The useWindow attribute is normally used to control whether dialogs launched by the dialog framework are displayed in secondary browser windows (useWindow="true") or inline in the same browser window (useWindow="false"). As of this release, the value of the useWindow attribute is ignored and is always treated as "true". As a result, dialogs which were formerly run inline are now automatically promoted out to separate windows.

This change in behavior was made in order to work around problems with the inline dialog return implementation. Currently this implementation leverages non-standard servlet behavior which fails on some servlet engines, including WebLogic. We are investigating solutions for restoring the inline dialog behavior in more standard/portable way.

Ctrl+N support

In this release, the application user may experience incorrect behavior if they use Ctrl+N to open a new window from their application, press the refresh button on their browser toolbar (i.e.

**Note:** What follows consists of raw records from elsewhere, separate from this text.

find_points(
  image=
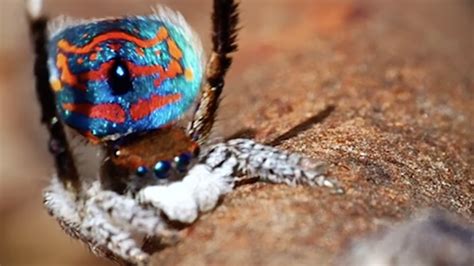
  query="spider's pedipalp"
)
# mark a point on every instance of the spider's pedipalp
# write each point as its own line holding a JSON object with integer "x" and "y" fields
{"x": 62, "y": 205}
{"x": 199, "y": 191}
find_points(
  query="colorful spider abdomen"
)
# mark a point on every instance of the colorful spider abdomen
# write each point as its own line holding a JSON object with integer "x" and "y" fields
{"x": 115, "y": 77}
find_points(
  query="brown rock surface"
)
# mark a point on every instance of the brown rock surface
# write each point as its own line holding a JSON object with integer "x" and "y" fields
{"x": 398, "y": 80}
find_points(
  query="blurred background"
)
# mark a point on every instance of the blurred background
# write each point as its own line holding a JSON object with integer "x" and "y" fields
{"x": 28, "y": 236}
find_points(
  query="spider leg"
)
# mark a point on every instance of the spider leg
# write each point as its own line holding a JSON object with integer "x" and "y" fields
{"x": 110, "y": 221}
{"x": 58, "y": 143}
{"x": 218, "y": 172}
{"x": 225, "y": 18}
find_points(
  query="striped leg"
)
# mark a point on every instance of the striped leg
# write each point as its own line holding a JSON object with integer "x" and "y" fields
{"x": 225, "y": 18}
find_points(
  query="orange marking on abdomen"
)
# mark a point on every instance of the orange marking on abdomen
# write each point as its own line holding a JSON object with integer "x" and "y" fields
{"x": 144, "y": 108}
{"x": 66, "y": 75}
{"x": 174, "y": 49}
{"x": 140, "y": 51}
{"x": 108, "y": 111}
{"x": 174, "y": 68}
{"x": 65, "y": 46}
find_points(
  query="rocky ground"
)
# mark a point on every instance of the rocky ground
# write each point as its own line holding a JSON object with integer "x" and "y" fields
{"x": 382, "y": 91}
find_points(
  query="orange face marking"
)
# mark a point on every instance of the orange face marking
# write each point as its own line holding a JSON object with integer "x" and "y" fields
{"x": 67, "y": 47}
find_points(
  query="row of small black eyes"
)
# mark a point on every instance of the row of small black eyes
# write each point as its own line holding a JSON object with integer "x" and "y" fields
{"x": 162, "y": 168}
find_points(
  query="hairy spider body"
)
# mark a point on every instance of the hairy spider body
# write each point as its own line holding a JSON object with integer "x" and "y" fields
{"x": 125, "y": 84}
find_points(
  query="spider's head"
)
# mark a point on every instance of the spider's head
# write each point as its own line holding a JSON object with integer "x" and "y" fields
{"x": 160, "y": 156}
{"x": 117, "y": 77}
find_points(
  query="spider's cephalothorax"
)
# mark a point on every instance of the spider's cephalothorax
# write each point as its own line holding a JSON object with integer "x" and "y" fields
{"x": 125, "y": 84}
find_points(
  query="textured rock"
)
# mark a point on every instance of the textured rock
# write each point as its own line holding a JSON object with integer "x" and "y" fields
{"x": 382, "y": 91}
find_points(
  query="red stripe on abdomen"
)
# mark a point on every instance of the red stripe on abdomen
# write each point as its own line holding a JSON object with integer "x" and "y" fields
{"x": 144, "y": 108}
{"x": 108, "y": 111}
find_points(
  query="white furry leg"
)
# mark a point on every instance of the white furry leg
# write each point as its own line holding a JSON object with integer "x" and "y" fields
{"x": 103, "y": 233}
{"x": 216, "y": 173}
{"x": 199, "y": 191}
{"x": 62, "y": 205}
{"x": 274, "y": 165}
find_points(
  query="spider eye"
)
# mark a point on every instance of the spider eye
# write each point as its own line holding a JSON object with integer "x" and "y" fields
{"x": 119, "y": 78}
{"x": 161, "y": 169}
{"x": 142, "y": 170}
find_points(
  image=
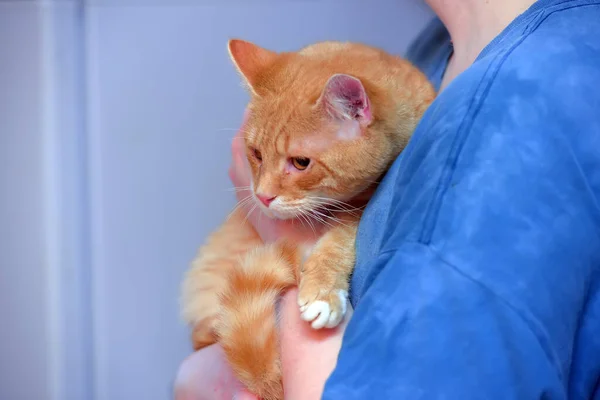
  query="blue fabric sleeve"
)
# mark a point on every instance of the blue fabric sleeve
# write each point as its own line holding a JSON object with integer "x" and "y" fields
{"x": 458, "y": 340}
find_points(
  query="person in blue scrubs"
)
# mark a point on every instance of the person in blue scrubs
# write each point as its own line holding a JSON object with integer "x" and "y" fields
{"x": 478, "y": 272}
{"x": 478, "y": 258}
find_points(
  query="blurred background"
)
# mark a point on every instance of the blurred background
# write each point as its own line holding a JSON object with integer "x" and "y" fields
{"x": 115, "y": 124}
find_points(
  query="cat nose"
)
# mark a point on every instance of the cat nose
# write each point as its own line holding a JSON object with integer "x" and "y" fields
{"x": 266, "y": 199}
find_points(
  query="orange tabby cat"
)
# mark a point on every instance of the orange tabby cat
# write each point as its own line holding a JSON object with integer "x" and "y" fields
{"x": 325, "y": 123}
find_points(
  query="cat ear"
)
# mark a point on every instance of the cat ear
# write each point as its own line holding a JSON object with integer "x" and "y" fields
{"x": 250, "y": 60}
{"x": 345, "y": 98}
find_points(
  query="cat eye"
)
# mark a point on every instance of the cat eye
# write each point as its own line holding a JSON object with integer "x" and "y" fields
{"x": 257, "y": 154}
{"x": 300, "y": 163}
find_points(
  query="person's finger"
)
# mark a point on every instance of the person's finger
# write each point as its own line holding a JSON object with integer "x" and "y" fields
{"x": 205, "y": 375}
{"x": 244, "y": 395}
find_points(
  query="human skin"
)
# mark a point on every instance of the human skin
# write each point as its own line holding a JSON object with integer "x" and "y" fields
{"x": 308, "y": 355}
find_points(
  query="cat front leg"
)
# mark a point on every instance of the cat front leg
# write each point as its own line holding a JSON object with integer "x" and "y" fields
{"x": 208, "y": 274}
{"x": 324, "y": 281}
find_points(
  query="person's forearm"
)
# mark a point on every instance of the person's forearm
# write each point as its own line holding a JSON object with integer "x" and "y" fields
{"x": 308, "y": 355}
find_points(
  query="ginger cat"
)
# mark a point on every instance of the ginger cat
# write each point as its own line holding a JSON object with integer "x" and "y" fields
{"x": 325, "y": 123}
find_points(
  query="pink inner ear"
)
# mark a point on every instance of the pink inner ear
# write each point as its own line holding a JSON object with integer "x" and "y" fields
{"x": 345, "y": 98}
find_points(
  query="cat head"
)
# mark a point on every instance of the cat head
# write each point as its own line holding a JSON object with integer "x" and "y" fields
{"x": 311, "y": 136}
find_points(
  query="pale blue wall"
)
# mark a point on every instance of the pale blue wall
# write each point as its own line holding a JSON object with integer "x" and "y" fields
{"x": 115, "y": 120}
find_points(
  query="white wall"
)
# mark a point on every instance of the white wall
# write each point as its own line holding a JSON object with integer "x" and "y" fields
{"x": 115, "y": 121}
{"x": 45, "y": 339}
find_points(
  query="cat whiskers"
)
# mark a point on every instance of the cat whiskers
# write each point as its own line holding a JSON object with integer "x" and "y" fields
{"x": 238, "y": 188}
{"x": 241, "y": 203}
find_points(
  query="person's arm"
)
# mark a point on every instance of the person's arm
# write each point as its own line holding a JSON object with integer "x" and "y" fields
{"x": 308, "y": 357}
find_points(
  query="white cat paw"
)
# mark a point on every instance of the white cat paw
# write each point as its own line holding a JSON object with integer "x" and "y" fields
{"x": 325, "y": 312}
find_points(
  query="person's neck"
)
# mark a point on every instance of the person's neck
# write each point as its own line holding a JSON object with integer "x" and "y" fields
{"x": 473, "y": 24}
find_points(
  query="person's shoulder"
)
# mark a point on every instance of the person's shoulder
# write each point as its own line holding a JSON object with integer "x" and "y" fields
{"x": 557, "y": 52}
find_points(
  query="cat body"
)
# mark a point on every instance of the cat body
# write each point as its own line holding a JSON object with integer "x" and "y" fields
{"x": 324, "y": 125}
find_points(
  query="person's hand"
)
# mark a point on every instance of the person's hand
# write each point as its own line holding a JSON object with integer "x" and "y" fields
{"x": 268, "y": 229}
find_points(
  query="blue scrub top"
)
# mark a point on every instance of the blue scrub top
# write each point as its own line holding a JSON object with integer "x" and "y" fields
{"x": 478, "y": 258}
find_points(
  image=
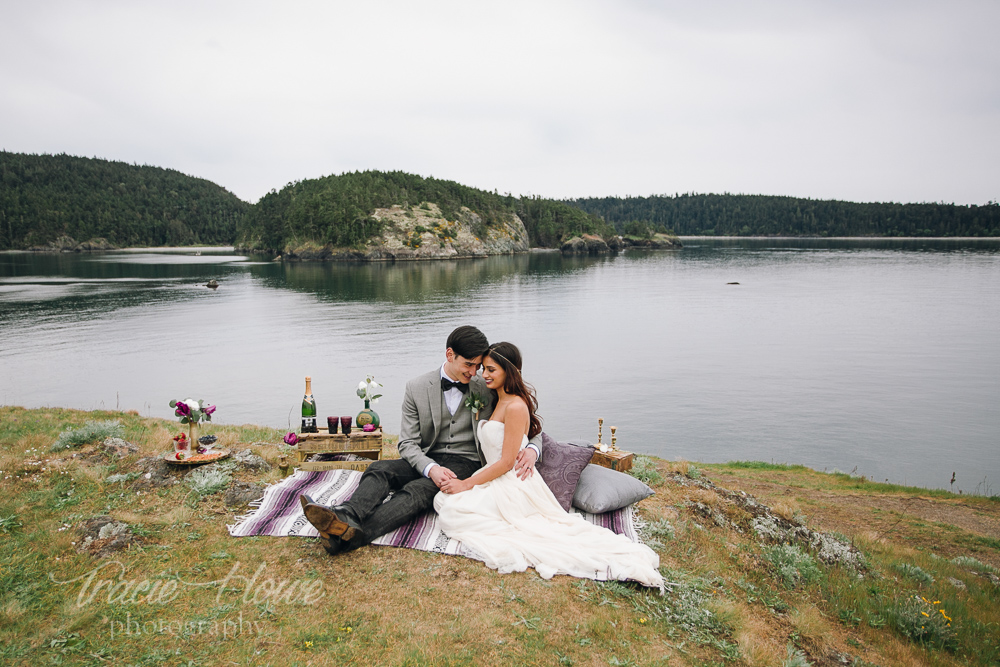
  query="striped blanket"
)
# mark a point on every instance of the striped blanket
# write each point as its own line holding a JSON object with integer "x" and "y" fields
{"x": 279, "y": 514}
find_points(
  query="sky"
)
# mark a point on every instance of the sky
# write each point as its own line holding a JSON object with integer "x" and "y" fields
{"x": 860, "y": 101}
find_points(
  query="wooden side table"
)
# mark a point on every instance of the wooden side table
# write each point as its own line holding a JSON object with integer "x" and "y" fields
{"x": 616, "y": 459}
{"x": 367, "y": 445}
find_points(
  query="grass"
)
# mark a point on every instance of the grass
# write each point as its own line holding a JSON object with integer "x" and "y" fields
{"x": 188, "y": 593}
{"x": 89, "y": 433}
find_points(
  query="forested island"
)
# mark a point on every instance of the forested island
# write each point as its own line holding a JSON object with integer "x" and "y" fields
{"x": 61, "y": 202}
{"x": 395, "y": 215}
{"x": 763, "y": 215}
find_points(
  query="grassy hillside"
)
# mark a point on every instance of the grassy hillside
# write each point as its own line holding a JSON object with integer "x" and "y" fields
{"x": 923, "y": 592}
{"x": 45, "y": 197}
{"x": 337, "y": 210}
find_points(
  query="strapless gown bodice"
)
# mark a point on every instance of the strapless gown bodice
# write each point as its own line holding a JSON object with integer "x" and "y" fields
{"x": 491, "y": 439}
{"x": 512, "y": 524}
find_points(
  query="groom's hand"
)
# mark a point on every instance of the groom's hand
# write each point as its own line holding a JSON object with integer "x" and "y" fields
{"x": 439, "y": 475}
{"x": 524, "y": 465}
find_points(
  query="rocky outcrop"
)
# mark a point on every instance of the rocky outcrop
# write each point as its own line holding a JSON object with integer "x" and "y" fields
{"x": 587, "y": 244}
{"x": 102, "y": 536}
{"x": 423, "y": 232}
{"x": 655, "y": 242}
{"x": 68, "y": 244}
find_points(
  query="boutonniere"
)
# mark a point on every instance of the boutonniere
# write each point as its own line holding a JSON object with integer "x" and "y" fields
{"x": 475, "y": 402}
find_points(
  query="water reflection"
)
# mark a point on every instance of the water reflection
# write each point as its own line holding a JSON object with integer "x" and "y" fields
{"x": 833, "y": 353}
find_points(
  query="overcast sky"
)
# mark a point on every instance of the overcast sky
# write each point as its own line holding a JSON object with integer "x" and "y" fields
{"x": 862, "y": 101}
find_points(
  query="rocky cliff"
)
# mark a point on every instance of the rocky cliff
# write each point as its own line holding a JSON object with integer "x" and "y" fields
{"x": 423, "y": 232}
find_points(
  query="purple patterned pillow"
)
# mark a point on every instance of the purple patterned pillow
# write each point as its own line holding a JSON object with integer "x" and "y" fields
{"x": 560, "y": 467}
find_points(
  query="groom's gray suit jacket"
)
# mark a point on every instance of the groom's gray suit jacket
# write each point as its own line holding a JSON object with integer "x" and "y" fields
{"x": 424, "y": 416}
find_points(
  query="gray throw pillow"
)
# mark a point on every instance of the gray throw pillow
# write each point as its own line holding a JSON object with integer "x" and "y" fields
{"x": 560, "y": 468}
{"x": 602, "y": 490}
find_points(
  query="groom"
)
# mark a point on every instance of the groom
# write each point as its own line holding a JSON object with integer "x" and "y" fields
{"x": 437, "y": 442}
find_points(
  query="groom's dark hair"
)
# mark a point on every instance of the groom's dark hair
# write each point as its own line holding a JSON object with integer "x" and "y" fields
{"x": 468, "y": 342}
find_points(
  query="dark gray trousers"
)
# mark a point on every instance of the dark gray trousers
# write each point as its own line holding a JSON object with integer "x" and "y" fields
{"x": 413, "y": 494}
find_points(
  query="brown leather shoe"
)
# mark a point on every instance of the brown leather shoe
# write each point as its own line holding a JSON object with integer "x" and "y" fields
{"x": 326, "y": 521}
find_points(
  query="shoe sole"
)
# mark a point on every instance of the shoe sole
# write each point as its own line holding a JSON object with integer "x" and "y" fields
{"x": 327, "y": 523}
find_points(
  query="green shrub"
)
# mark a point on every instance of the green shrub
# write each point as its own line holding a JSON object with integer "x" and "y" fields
{"x": 206, "y": 481}
{"x": 123, "y": 477}
{"x": 92, "y": 431}
{"x": 925, "y": 622}
{"x": 793, "y": 565}
{"x": 795, "y": 658}
{"x": 657, "y": 532}
{"x": 970, "y": 563}
{"x": 913, "y": 572}
{"x": 645, "y": 470}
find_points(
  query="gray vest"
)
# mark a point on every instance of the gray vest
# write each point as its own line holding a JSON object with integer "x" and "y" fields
{"x": 456, "y": 435}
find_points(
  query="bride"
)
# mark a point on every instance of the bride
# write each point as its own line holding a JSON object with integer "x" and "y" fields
{"x": 513, "y": 524}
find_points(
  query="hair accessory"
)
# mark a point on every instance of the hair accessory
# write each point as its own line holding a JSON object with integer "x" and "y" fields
{"x": 493, "y": 353}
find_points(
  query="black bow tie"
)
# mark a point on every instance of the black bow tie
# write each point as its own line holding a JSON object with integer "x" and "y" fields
{"x": 447, "y": 384}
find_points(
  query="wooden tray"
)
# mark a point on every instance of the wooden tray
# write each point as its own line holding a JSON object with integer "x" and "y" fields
{"x": 335, "y": 465}
{"x": 322, "y": 442}
{"x": 615, "y": 459}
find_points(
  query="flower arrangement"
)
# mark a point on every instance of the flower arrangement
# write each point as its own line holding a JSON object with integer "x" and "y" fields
{"x": 192, "y": 411}
{"x": 475, "y": 402}
{"x": 367, "y": 389}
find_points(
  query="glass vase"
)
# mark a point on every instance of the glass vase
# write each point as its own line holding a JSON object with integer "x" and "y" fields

F5), or copy and paste a URL for an ADF Faces app from one window to another. We expect to support Ctrl+N in a future release.

af:convertDateTime affected by Sun bug 4823811

SimpleDateFormat patterns don't allow embedding of some literal punctuation. This problem requires users to use a literal other than dash ('-') as the separator for date components when the Locale's language is Arabic i.e. "ar". See Sun bug which lists the issue and suggested workaround: http://bugs.java.com/bugdatabase/view_bug.do?bug_id=4823811

Drag and drop

The af:dropTarget tag must have at minimum one af:dataFlavor child tag.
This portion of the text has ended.